I love that the book starts at the beginning of the year and works it is way through summertime fun and ends with Z on New Year's Eve. It also doesn't keep things too simple in regards to the alphabet. Instead of each letter having a single word ("A" is for Apple, "B" is for Ball), if uses that letter in multiple words in a single sentence. For example the F page says, “We camped in the Forest, cooking Food over the Fire.”
BOTTOM LINE: A very cute children’s book that introduces kids to the alphabet.
Paris in Love
by Eloisa James
This memoir is based on the author’s time in Paris. She moves to the famous city from her home in New Jersey with her two children and Italian husband in tow. The family’s goal is to embrace a sweeter, slower life for a single year, savoring food and experiences.
The author, by her own admission, compiled her Facebook and Twitter posts about her time in Paris to create this “memoir.” The result is a completely disjointed book. There are funny bits and astute observations, but that doesn’t take away from the fact that the entire book is a series of non sequiturs with the loosest of threads holding it together. She’ll say something about her daughter’s difficult time adjusting to her new school and then the very next line is about a delicious meal she ate and then the next mentions their overweight chihuahua.

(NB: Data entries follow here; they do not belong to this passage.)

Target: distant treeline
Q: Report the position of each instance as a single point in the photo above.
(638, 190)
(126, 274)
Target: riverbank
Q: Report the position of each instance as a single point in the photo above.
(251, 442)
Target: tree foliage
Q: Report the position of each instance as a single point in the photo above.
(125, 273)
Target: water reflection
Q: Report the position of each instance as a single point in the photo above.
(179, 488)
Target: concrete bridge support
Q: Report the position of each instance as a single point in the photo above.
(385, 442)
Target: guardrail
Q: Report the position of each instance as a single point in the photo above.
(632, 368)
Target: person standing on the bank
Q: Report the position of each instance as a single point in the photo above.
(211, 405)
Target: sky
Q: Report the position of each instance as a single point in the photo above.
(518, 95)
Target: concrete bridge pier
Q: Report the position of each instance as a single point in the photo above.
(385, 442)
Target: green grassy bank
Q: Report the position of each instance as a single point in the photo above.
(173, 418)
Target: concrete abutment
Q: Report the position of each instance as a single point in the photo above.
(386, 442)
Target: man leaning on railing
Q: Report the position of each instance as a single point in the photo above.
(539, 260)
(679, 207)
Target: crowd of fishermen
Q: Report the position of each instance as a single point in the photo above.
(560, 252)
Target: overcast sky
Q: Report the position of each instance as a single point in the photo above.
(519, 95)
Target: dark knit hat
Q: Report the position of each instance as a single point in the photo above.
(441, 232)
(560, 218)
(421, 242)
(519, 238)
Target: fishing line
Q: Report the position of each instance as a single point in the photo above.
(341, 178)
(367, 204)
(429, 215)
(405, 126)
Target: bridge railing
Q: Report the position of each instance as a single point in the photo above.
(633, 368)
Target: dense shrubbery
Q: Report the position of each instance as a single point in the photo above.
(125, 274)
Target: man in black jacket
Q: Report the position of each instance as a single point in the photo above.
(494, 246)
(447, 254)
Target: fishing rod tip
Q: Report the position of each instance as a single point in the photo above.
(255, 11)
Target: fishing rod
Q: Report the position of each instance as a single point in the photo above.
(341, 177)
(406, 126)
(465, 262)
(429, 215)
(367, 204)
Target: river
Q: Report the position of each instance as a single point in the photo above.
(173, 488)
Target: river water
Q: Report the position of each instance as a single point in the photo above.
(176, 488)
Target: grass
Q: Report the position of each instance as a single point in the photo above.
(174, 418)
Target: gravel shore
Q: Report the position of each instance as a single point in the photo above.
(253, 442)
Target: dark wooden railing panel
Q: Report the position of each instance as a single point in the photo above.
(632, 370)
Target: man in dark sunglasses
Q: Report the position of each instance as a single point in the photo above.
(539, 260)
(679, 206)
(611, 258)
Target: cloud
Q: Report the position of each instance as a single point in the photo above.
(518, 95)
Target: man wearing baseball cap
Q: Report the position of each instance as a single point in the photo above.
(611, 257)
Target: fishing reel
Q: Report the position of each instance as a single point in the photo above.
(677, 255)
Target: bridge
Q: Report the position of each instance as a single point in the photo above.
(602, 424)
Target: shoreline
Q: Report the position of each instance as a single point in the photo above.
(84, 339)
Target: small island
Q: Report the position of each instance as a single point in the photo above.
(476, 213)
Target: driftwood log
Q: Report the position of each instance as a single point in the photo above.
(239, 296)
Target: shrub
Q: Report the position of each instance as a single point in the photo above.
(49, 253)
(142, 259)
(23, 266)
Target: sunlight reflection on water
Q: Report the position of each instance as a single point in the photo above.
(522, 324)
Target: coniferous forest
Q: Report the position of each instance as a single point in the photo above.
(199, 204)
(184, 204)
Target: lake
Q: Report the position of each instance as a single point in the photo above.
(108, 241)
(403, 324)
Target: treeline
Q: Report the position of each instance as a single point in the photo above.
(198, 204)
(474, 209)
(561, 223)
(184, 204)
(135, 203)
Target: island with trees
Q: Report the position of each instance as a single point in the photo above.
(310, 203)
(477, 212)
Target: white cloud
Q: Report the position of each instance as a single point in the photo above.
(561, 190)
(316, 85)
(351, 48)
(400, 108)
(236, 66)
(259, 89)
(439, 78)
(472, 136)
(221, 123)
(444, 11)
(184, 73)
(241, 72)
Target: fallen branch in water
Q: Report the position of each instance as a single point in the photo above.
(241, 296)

It was sweet to read about the wonderful meals she ate and museums she saw, but for me it wasn’t enough to justify a book. The format was too fragmented and I probably would have enjoyed it more if I’d read them on Facebook, in the original form they were intended.
BOTTOM LINE: There are too many great Parisian memoirs out there to make this one worthwhile. Read it only if you’re in the mood for a tiny taste of Paris and don’t care what form it comes in.
O is for Outlaw
by Sue Grafton
Kinsey’s first marriage has always been an unknown for readers. In this book we get to explore that relationship and in doing so we learn more about the tough P.I. we’ve come to know and love. O is for Outlaw has the same expected set up of the other novels, it just deals with Kinsey’s past instead of a stranger’s this time.
From bar fights to Vietnam Kinsey digs into her ex’s past and the confusing circumstances surrounding their break-up. She also makes a quick trip to Louisville, Ky. and spends a bit of time in the southern city.
BOTTOM LINE: A good addition to the series and a fun read.
**There’s one glaring thing I have to mention about the audio version of this book. All of the books in this series, from “A is for Alibi” to “N is for Noose” are read by Judy Kaye. She always did a fantastic job and I have a feeling her narration is a big part of why I’ve enjoyed these. This latest installment is read by Mary Peiffer. She doesn’t do a bad job; it’s just not the voice I’ve grown to connect with Kinsey Millhone. I have no idea why they switched narrators midway through the series, but it’s definitely a disappointment.